Human Rights Violations
The violation of human rights accompanies covert environmental and social violence in Putumayo, as elsewhere in Colombia. Civil society is caught in middle of the armed conflict and feels paralyzed by pressure from all sides. Local contacts in Putumayo said that everyone
has a story of human rights violation at the hands of military or illegal armed group, but they are too scared to speak. Telling one's story would likely result in violent repercussions.
The United States high commander on human rights, working in the U.S. embassy in Bogotà, said that the commission will accept and analyze canalize reports on human rights violations from reliable sources. Without a verifiable, first-hand account or some sort of documentation, advocates cannot pressure the government or hold anyone accountable -- just as with environmental injustice. The vicious cycle continues in silence -perpetuated by fear of reprisal, lack of accountability, and officials distanced from their people.

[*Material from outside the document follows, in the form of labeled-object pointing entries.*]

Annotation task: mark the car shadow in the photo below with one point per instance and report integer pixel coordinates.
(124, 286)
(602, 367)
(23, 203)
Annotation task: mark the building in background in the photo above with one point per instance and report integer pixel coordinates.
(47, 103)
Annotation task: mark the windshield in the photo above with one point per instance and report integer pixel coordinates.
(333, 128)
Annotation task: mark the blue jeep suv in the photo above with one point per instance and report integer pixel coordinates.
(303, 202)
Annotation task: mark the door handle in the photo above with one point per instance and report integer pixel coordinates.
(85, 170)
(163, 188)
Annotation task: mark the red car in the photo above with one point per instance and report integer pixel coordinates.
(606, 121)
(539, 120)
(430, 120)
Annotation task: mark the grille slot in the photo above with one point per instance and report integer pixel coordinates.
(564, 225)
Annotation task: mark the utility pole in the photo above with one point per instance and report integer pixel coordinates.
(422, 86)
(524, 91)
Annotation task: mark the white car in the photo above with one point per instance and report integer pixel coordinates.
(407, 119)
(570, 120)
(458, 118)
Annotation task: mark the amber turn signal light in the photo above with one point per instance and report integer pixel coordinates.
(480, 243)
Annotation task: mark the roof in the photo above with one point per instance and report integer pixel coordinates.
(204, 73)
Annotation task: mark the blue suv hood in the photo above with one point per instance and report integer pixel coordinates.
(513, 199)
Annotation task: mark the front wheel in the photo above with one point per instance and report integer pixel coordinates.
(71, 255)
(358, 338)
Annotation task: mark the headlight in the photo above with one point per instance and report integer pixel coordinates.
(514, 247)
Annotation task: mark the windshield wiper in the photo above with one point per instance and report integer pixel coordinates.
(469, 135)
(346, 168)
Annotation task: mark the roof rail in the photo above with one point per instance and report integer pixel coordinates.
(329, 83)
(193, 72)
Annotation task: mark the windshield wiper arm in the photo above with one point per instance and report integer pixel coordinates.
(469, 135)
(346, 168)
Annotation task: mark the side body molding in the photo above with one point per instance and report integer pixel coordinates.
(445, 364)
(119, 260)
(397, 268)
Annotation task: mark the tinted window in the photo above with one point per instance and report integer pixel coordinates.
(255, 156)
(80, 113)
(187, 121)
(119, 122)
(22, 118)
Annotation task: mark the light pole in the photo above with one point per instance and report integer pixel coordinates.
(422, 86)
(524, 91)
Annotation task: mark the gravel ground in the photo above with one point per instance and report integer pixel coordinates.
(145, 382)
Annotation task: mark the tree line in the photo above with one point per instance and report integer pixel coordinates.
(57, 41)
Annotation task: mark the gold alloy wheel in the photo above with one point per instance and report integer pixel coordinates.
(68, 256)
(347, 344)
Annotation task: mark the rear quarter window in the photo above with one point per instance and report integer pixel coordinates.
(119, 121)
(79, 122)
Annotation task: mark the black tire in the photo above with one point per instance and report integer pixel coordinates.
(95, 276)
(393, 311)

In this tangled web of greed, violence, corruption, and desperation one thing is certain: U.S. "assistance" is exacerbating Colombia's myriad problems. The US government correctly names its projection of power as "war." The victims are many: small farmers, children, indigenous communities, biodiversity, and the environmental integrity of whole neighborhoods. In this alleged "war on drugs," coca production remains relatively unharmed.
The U.S. government intends to continue military intervention through Plan Colombia. The 24th Brigade plans to fumigate again in April. Will the international community allow the United States to continue these attacks on people and land under the thin guise of cooperative peacemaking and a drug war?
As sure as there are forces of death waging war on Colombia, there is remnant struggling to restore life and create space for a just peace. "Hope burns that much brighter against a dark back drop," commented one Catholic priest. If Colombians can preserver in the midst of injustice and violence, certainly North Americans who care about them can as well.